La primera cosa que chocó a aquellos forasteros, que se denominaban con el honorífico dictado francés de espíritus fuertes, -pero acá llamaremos con más propiedad ignorantes materialistas-, fue una hermosa imagen de la Virgen, que bajo su dulce y metafórica advocación de la divina pastora (que lo es del rebaño del que su Hijo es pastor), estaba colocada en el altar mayor, rodeada de sus ovejas, metáfora tan universal, que hasta los mismos protestantes llaman a sus curas pastores.
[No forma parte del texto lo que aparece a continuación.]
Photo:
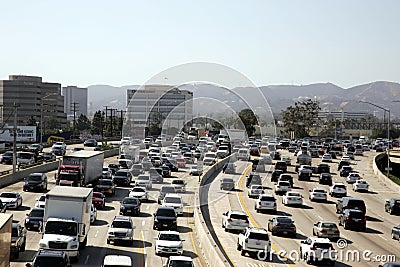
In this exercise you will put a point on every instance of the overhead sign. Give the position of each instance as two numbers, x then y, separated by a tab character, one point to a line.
24	134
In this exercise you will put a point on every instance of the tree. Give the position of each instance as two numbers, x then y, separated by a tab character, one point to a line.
83	123
249	119
98	123
301	117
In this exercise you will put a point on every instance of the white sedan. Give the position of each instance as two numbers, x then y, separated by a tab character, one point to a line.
255	191
292	198
360	185
318	194
353	177
140	192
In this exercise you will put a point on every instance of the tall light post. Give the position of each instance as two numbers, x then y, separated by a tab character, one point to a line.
388	130
41	115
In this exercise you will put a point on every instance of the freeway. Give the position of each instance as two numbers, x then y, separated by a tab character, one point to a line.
142	251
376	239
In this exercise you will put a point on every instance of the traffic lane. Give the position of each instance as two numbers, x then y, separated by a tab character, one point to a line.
379	246
220	202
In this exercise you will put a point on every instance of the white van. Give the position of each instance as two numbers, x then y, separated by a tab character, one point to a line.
117	261
243	154
25	158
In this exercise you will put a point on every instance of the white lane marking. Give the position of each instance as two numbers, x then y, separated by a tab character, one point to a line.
87	259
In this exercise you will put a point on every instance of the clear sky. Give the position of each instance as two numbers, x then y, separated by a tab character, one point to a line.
272	42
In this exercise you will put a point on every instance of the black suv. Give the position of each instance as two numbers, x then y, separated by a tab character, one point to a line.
36	182
281	165
3	207
392	205
34	219
350	203
165	218
353	219
325	178
130	205
323	168
7	157
282	225
344	172
253	178
51	258
275	175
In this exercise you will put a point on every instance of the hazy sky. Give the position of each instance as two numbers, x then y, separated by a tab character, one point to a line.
271	42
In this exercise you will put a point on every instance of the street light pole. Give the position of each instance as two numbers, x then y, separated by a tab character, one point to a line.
388	132
41	116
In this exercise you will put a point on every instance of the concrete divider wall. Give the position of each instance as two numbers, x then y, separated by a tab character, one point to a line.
383	178
210	250
46	167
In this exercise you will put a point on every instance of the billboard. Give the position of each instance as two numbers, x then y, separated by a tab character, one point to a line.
24	134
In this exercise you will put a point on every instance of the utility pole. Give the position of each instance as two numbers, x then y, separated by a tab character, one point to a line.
121	120
105	124
15	138
74	104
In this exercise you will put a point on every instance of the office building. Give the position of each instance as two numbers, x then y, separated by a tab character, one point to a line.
35	99
173	106
75	98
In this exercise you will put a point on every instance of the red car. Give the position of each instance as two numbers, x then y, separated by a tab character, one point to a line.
99	200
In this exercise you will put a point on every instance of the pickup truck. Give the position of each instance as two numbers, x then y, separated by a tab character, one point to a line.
254	241
18	239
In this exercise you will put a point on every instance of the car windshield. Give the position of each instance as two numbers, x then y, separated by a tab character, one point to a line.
98	195
105	182
238	216
49	261
174	200
37	213
138	189
323	245
121	224
259	236
169	237
168	189
34	178
357	215
328	225
61	228
284	220
267	198
8	195
166	212
130	201
121	173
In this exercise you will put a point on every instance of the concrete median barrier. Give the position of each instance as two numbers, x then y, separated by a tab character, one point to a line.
11	178
208	242
383	178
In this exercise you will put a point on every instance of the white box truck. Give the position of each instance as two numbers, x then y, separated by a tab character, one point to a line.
5	237
80	168
66	219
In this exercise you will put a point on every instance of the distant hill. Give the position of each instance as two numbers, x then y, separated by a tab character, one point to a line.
279	97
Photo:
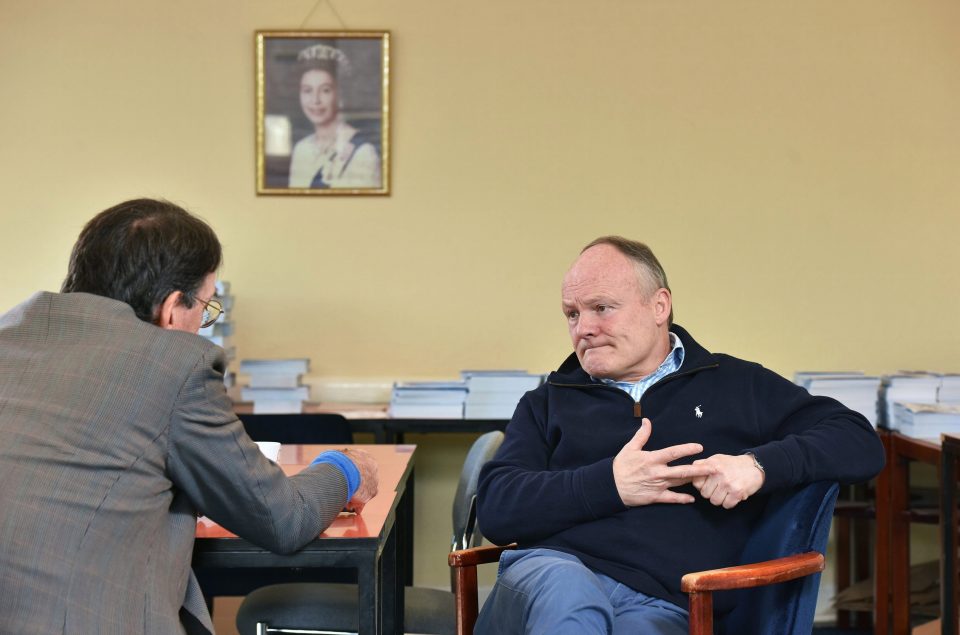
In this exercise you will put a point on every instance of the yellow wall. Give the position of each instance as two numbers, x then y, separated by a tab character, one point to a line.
796	166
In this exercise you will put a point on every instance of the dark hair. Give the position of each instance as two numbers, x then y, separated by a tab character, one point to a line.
141	251
652	275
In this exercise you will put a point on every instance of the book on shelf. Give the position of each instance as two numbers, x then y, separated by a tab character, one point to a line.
906	387
854	389
494	394
275	380
926	421
293	366
949	389
277	407
301	393
428	400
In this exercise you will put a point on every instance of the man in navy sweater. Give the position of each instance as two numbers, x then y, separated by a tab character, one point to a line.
642	458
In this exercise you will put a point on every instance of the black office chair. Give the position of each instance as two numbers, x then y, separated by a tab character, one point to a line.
282	428
786	547
333	608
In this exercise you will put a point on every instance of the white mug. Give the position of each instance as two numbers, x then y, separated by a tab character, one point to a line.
270	449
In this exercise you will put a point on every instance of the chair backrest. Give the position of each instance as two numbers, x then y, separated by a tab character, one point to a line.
298	428
465	500
794	521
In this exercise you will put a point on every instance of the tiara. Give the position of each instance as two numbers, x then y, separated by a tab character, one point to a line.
325	52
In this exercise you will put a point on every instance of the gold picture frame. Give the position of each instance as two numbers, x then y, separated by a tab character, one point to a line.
323	112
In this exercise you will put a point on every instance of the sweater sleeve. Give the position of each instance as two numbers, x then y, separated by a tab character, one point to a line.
226	477
520	499
813	438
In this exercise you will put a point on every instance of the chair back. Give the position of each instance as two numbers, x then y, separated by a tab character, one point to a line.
794	521
465	534
298	428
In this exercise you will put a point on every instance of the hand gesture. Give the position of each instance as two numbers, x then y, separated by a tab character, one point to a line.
734	479
369	479
644	477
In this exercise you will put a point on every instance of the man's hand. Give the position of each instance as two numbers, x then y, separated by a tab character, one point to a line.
735	479
643	477
369	479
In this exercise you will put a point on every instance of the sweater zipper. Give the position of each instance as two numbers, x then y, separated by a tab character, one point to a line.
637	409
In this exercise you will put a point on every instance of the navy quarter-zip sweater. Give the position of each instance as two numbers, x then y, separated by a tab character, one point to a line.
551	483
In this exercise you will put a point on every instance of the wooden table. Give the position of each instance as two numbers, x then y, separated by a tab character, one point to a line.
892	565
366	542
949	472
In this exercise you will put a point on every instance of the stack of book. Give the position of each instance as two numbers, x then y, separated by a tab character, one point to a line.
221	331
275	385
906	387
493	394
926	421
855	390
428	400
949	389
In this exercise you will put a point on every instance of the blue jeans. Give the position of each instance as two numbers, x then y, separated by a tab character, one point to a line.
542	591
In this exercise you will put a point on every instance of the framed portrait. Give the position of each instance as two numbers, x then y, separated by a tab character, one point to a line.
323	112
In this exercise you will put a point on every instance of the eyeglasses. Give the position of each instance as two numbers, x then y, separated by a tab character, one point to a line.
212	311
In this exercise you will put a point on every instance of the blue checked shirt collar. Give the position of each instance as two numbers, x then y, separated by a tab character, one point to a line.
671	364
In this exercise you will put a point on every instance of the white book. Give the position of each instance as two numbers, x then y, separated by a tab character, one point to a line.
926	420
300	393
910	387
277	407
501	382
859	392
219	340
287	366
949	389
220	327
426	411
501	410
275	380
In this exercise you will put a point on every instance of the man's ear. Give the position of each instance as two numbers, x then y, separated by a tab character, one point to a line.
663	302
167	315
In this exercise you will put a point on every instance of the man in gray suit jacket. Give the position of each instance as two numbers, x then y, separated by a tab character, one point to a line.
116	432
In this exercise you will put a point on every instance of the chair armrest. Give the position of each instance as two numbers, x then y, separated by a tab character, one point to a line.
751	575
476	555
464	568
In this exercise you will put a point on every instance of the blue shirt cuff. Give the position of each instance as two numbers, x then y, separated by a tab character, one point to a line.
340	460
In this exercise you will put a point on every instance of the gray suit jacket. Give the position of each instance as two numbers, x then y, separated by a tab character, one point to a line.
114	434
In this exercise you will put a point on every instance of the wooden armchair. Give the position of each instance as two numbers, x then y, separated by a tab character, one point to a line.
779	592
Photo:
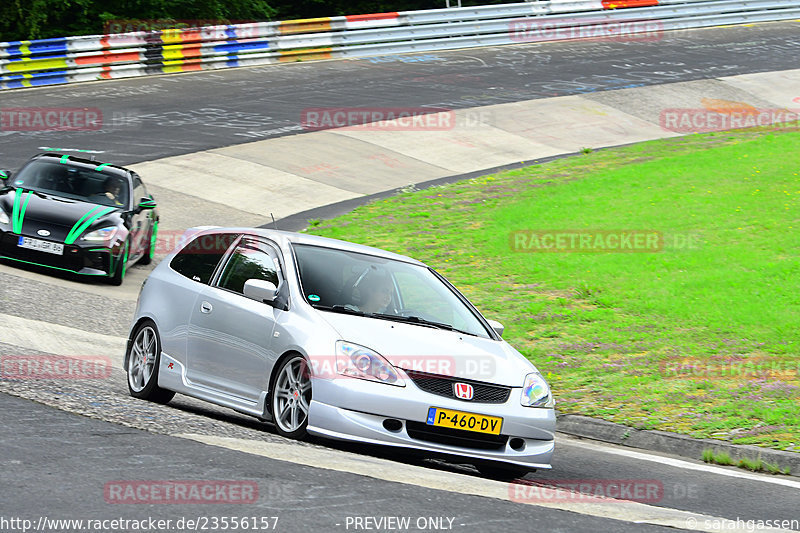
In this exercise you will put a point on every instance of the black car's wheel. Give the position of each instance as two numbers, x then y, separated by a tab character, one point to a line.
502	471
150	250
144	356
290	397
121	266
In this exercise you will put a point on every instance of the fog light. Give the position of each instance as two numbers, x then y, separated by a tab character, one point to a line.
392	424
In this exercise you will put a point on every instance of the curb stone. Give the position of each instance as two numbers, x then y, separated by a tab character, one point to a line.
666	442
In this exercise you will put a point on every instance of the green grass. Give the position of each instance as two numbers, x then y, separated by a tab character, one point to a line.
701	339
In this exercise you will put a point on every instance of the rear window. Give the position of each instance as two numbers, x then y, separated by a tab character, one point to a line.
200	257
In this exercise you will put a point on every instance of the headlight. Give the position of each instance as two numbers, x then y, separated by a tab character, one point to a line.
104	235
357	361
535	391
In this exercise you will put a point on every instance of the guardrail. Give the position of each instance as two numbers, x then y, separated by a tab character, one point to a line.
95	57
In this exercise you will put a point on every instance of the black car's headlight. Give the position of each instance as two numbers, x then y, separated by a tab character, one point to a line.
356	361
105	235
536	391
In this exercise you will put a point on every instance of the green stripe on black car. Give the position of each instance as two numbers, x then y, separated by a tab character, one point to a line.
86	220
18	213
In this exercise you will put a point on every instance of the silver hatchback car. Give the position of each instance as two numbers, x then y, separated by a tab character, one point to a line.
338	340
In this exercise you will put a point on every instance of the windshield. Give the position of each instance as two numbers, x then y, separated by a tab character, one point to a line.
355	283
78	183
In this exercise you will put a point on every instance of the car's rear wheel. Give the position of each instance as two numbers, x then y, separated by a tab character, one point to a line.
150	251
144	356
122	265
291	396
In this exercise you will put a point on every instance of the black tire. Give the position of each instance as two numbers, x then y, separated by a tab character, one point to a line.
289	398
121	266
502	471
149	251
144	356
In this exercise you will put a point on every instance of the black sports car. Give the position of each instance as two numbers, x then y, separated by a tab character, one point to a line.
76	215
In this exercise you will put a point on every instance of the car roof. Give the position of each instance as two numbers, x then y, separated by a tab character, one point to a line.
290	237
86	163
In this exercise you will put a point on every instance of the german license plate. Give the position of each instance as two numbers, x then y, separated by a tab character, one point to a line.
41	246
447	418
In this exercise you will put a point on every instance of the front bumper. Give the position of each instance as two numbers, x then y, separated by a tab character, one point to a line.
355	409
84	260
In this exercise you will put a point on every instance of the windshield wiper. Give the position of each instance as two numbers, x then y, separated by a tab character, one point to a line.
340	309
414	320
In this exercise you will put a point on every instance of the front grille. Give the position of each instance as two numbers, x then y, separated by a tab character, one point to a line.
455	437
443	386
70	260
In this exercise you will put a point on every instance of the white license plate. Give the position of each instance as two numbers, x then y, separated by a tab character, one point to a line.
41	246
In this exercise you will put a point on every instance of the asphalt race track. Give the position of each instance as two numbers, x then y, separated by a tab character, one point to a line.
154	117
64	441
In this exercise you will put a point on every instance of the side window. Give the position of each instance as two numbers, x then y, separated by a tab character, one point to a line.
418	294
200	257
250	260
139	191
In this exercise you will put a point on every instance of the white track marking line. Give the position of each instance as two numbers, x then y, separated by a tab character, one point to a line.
374	467
677	463
59	340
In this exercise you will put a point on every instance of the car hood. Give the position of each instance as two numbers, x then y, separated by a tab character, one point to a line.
62	217
434	351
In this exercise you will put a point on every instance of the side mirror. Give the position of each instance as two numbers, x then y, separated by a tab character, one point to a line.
146	203
260	290
497	327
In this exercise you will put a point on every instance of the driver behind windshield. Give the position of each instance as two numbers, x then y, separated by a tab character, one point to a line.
376	293
112	190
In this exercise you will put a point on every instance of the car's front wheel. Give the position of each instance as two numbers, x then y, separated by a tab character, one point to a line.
122	265
291	397
144	356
Nuestros viajeros, a pesar de que venían por cuenta de una junta bíblica, esparciendo Biblias, es de presumir que jamás habían leído el Nuevo ni el Antiguo Testamento, pues tanto les sorprendió el culto a la Madre de Dios, que su Divino Hijo instituyó en la Cruz, y tampoco se hacían cargo de las figuras conque en ambos Testamentos se hacen palpables estas altas verdades al limitado entendimiento del hombre.

Así fue que Mister Hall dijo a Mister Hill:

-El campo en este país sólo presenta eriales, selvas enmarañadas y desiertas: en cambio, en las iglesias hallamos la Arcadia! ¿Qué significa esta Filis?

-Esto -respondió en tono decidido y dogmático Mister Hill-, es uno de los ídolos, que adoran los españoles en lugar de adorar al Divino Hacedor.

-¿Pues qué, no creen en el Ser Supremo? -preguntó Mister Hall.

-No le conocen, dear fellow -contestó el interrogado. Dear fellow quiere decir querido compañero, y es expresión extremadamente usual entre los hijos de Albión.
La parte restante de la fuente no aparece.